Я села напротив. Спиной к двери, лицом к нему — последний раз, наверное, я садилась так перед этим человеком.
И рассказала.
Всё то же, что Полине, — но ему было страшнее, потому что Полину я предала дружбой, а его — всем сразу. Я рассказала про папу. Про то, как собрала письмо три года назад, когда ещё не знала его лица. Про день, который назначила и не могу отменить. Про кнопку, которую убрала нарочно, чтобы будущая я не дрогнула.
— Я завела это три года назад, — сказала я. — Когда ты был для меня не человеком, а именем. Я не могла это остановить. В тот день, когда всё ушло, я не нажимала ничего. Мне нечего было нажимать. Оно ушло само — так, как я устроила, когда ненавидела тебя, не зная.
Он слушал, не перебивая. Лицо неподвижное.
— И ещё, — сказала я. Это было самое важное, и самое слабое, потому что доказать я это не могла. — Когда я работала здесь, у тебя, я пришла за свежим. За новым на тебя — чтобы дописать в письмо и обрушить на тебя не только старый грех, а всё. Я нашла это новое, Глеб. Оно у меня было. Я могла дописать — и тогда тебя бы не просто задело, тебя бы стёрло в порошок. Я не дописала. Последней ночью я сидела над этим и не смогла. Потому что уже не хотела твоей смерти. Потому что — поздно, глупо, бессмысленно — полюбила.
Я замолчала.
Это было всё. Я выложила всё, что у меня было, до последнего.
Он долго молчал. Смотрел на меня, и я не могла прочитать его — впервые за всё время не могла, он закрылся наглухо.
— Красиво, — сказал он наконец. Тихо. — Очень красиво, Соня. Ты всегда умела красиво.
— Это не красиво. Это правда.
— Откуда мне знать? — Он подался вперёд, и вот теперь в нём проступило то, что он сдерживал, — не ярость, а боль, которая хуже ярости. — Ты говоришь, что не дописала. Хорошо. Где это? Покажи. Где то новое, которое ты пощадила.

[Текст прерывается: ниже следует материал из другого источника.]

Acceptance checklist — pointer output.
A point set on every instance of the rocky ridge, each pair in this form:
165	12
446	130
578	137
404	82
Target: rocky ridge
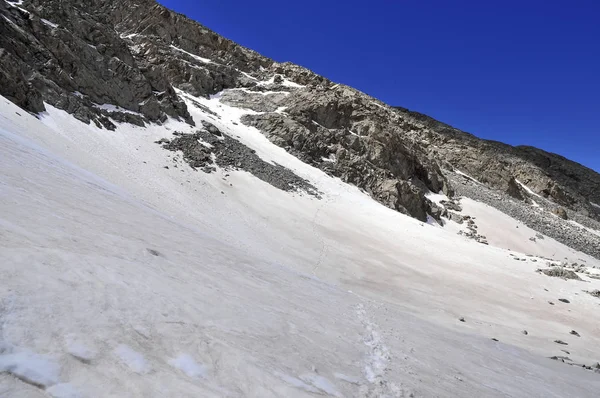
109	62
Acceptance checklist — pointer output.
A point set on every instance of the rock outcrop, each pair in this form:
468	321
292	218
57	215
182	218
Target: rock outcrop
109	62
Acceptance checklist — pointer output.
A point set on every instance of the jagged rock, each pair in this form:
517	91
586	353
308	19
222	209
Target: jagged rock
136	54
562	213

— Дома, — сказала я. — Я могу принести.
— Принесёшь — и я увижу папку, которую ты могла собрать вчера вечером специально для этого разговора, — сказал он. — Ты понимаешь, в чём беда, Соня? Тебе нельзя верить. Не потому, что ты врёшь. А потому, что ты слишком хороша. Всё, что ты говоришь, может быть правдой — а может быть последним, самым тонким ходом. И я не отличу. Ты сделала так, что я никогда уже не отличу.
Он откинулся назад.
— Ты сидела напротив меня месяц и была настоящей. Я готов поклясться, что была. И при этом вела отсчёт до дня, когда меня сожжёшь. И тоже была настоящей. Обе Сони настоящие. Так какой мне верить теперь? Той, что пришла сейчас и говорит «я тебя люблю»? Или той, что молчала, зная, какой сегодня день?
Я не нашлась, что ответить.
Потому что он был прав. Я сама, своими руками, сделала так, что мне нельзя верить. Я десять лет строила себя как человека, у которого не видно лица, у которого всё может быть и тем, и этим. Я была так хороша в притворстве, что теперь, когда впервые в жизни не притворялась, это было неотличимо от притворства.
Моя сила стала моим проклятием. Опять. Как с кнопкой «отмена»: я убрала её, чтобы быть несгибаемой, — и осталась безоружной. Я научилась быть нечитаемой, чтобы выжить, — и теперь меня нельзя прочитать, даже когда я говорю чистую правду.